I’ve always liked how this painting turned out and I find the story behind it’s construction is just as interesting as the picture itself.

One of the most interesting parts of the story was that during it’s construction, I moved to a new studio just down the street. I had completed the Adam portion of the picture (right side) and was forced to hold the image of Eve in my head for 6 months while I waited for my new studio to be set up. This was a bit complicated as I did not have any sketches of Eve to reference.  Since I wanted to construct the figures right on the canvas, there were very few sketches done beforehand.

The idea for this picture came about during a time when I was preparing to get married. I had been thinking about my own experiences of how men and women interact and form relationships and I felt that I wanted to somehow talk about that.  This made me ask myself, if I'm going to make a painting of the first man and woman, when in their lives would it be most interesting to portray? I knew it was going to be a new experience to get married and the idea of being very new to something caught my attention.  So I created these two figures at almost the moment of their creation.  So new to the world that they were unaware of their own nakedness let alone their surroundings.
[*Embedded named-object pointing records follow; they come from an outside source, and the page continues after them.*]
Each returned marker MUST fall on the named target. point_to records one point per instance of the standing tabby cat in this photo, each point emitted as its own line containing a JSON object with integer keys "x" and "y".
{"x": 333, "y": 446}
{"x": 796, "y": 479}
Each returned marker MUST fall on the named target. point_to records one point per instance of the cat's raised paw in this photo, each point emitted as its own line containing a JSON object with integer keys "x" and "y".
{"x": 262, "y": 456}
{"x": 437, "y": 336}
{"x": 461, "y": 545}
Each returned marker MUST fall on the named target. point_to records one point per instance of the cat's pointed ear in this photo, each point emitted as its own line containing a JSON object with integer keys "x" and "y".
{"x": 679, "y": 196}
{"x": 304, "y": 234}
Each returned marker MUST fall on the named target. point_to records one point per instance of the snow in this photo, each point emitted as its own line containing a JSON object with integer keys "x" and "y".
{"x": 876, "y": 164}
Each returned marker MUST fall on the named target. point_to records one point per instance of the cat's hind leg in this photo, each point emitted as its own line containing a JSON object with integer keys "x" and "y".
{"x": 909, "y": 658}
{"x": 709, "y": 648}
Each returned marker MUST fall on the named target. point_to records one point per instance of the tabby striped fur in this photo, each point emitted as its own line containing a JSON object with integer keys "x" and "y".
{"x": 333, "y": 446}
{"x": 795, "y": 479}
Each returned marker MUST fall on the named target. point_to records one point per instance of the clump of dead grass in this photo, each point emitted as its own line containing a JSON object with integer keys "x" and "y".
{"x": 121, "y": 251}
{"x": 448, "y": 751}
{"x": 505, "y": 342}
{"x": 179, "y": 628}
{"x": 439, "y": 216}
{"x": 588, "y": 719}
So new, that their skin has yet to fully form and all eyes are not yet open.  Although they share the same space, I put them on separate canvases to reinforce the idea that although they make up one picture, they are still very much separate beings.
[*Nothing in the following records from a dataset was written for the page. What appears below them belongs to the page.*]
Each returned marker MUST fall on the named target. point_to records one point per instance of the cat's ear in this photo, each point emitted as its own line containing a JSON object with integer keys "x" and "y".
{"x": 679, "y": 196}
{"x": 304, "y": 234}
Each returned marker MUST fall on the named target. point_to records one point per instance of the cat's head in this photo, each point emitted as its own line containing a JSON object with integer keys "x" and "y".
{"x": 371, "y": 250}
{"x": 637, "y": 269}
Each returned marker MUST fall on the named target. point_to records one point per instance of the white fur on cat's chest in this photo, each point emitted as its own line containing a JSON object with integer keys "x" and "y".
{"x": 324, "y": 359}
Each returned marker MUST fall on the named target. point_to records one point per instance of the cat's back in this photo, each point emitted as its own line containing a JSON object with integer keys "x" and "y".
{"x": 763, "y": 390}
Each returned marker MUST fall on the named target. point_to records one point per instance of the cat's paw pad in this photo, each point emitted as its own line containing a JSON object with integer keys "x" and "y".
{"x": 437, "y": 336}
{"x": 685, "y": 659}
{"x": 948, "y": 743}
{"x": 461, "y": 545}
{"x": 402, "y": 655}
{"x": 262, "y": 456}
Among the figures I decided to place a few references to artists and ideas that I had been working with in previous pictures. Each selected for the ideas that they bring to our understanding of the world. (see addition information below)

After this painting was finished, I did several other variations (but none this large). The Adam figure evolved into a stand alone figure in the series of Saturn portraits (see image #29, Saturn) and the idea of the two figures together reappears some years later as the Artist and Model series (see image #51, Artist and Model).

Additional information about the painting:

  • The Adam figure is a figure just born. So new, that he has yet to develop a skin. So new, that his focus is on the “fig leaf” before realizing that it is purpose is for covering himself.
  • Adam is holding onto a cane in his right hand. This cane had been used in previous pictures (see The Guide, image #1) and was a reference to the act of seeing (rather than just looking). Since The Guide cane is really a reference to me (the artist), giving this tool to Adam implies that Adam is me.
  • Each of the four corners references specific artists that were very influential to me at the time. The swirl (resembling smoke) was a reference to late Matisse cutouts. The book and the table cloth with the cross-hatch pattern in the lower right hand corner is a reference to Jasper Johns. The candle (missing the flame) in the lower left corner was lifted from a Picasso painting. The open window with the rain spilling in is a reference to Van Gogh’s Rain painting (one of my all-time favorite paintings that resides in the Philadelphia Museum of Art just down the street from my studio).
  • Eve’s left foot being under the green table is a suggestion that she is being viewed laying down from above. Her orange shadow suggests the possibility of pregnancy and underlines her femininity.
  • The green table is the same table in both pictures which implies that although separate pictures, both figures are in the same space.